Y luego la burbuja se cerró sobre sí misma. El rechicero desapareció en su propio mundo.

* * *

Había poca clientela en el Tambor Parcheado. El troll encadenado al poste junto a la puerta estaba sentado, y se hurgaba los dientes con gesto meditabundo.
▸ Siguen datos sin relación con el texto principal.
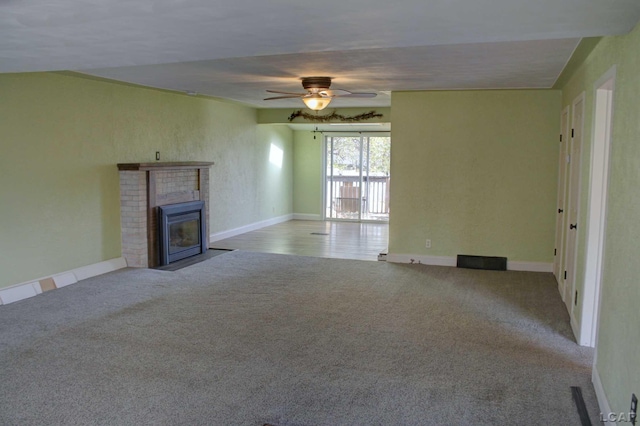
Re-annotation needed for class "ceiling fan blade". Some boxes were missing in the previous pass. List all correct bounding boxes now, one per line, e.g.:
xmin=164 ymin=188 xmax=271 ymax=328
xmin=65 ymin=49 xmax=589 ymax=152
xmin=267 ymin=90 xmax=306 ymax=96
xmin=263 ymin=95 xmax=304 ymax=101
xmin=333 ymin=92 xmax=378 ymax=98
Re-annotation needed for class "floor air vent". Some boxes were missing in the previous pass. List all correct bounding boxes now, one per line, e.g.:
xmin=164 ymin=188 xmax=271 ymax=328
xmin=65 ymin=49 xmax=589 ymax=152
xmin=456 ymin=254 xmax=507 ymax=271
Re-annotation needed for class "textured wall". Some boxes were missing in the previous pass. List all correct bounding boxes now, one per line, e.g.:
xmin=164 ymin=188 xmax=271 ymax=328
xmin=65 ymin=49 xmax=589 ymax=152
xmin=0 ymin=73 xmax=293 ymax=287
xmin=389 ymin=90 xmax=560 ymax=263
xmin=563 ymin=22 xmax=640 ymax=413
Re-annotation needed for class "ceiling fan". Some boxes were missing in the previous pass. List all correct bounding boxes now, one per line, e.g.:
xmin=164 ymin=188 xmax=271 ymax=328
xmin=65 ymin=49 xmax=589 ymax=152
xmin=265 ymin=77 xmax=376 ymax=111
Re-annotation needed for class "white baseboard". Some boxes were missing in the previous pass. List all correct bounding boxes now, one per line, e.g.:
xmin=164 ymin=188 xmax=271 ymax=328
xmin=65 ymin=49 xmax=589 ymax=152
xmin=591 ymin=365 xmax=612 ymax=423
xmin=209 ymin=214 xmax=293 ymax=243
xmin=0 ymin=257 xmax=127 ymax=305
xmin=0 ymin=281 xmax=42 ymax=305
xmin=72 ymin=257 xmax=127 ymax=281
xmin=293 ymin=213 xmax=322 ymax=220
xmin=507 ymin=261 xmax=553 ymax=272
xmin=387 ymin=253 xmax=456 ymax=266
xmin=387 ymin=253 xmax=553 ymax=272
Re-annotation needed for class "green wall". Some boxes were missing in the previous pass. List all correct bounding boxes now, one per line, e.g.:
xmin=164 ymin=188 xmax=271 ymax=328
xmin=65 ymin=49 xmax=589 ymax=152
xmin=563 ymin=20 xmax=640 ymax=413
xmin=0 ymin=73 xmax=293 ymax=288
xmin=389 ymin=90 xmax=560 ymax=263
xmin=293 ymin=130 xmax=324 ymax=219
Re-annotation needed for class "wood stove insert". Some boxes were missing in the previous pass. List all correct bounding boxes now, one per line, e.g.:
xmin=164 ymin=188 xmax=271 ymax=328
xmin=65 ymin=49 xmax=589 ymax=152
xmin=158 ymin=201 xmax=207 ymax=265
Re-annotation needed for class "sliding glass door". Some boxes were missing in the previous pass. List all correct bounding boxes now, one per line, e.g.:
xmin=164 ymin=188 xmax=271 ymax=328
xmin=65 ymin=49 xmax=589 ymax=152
xmin=325 ymin=136 xmax=391 ymax=221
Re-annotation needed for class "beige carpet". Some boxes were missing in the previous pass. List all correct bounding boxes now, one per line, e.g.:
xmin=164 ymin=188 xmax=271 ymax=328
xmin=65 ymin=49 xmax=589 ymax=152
xmin=0 ymin=251 xmax=598 ymax=426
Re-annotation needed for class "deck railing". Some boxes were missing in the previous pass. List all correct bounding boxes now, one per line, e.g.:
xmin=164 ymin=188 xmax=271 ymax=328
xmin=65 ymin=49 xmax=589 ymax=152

Creosoto canturreaba suavemente para sus adentros. Había descubierto la cerveza, y ni siquiera tenía que pagarla, porque sus novedosos cumplidos (rara vez utilizados por los habitantes de Ankh) surtían un efecto asombroso sobre la hija del tabernero. Era una muchacha corpulenta, bonachona, que tenía el color y por desgracia también la silueta de un pan antes de hornearlo. Estaba muy intrigada: nadie le había dicho hasta entonces que sus pechos fueran como melones enjoyados.

—Desde luego —insistió el serifa, cayéndose tranquilamente de su asiento—, no cabe duda.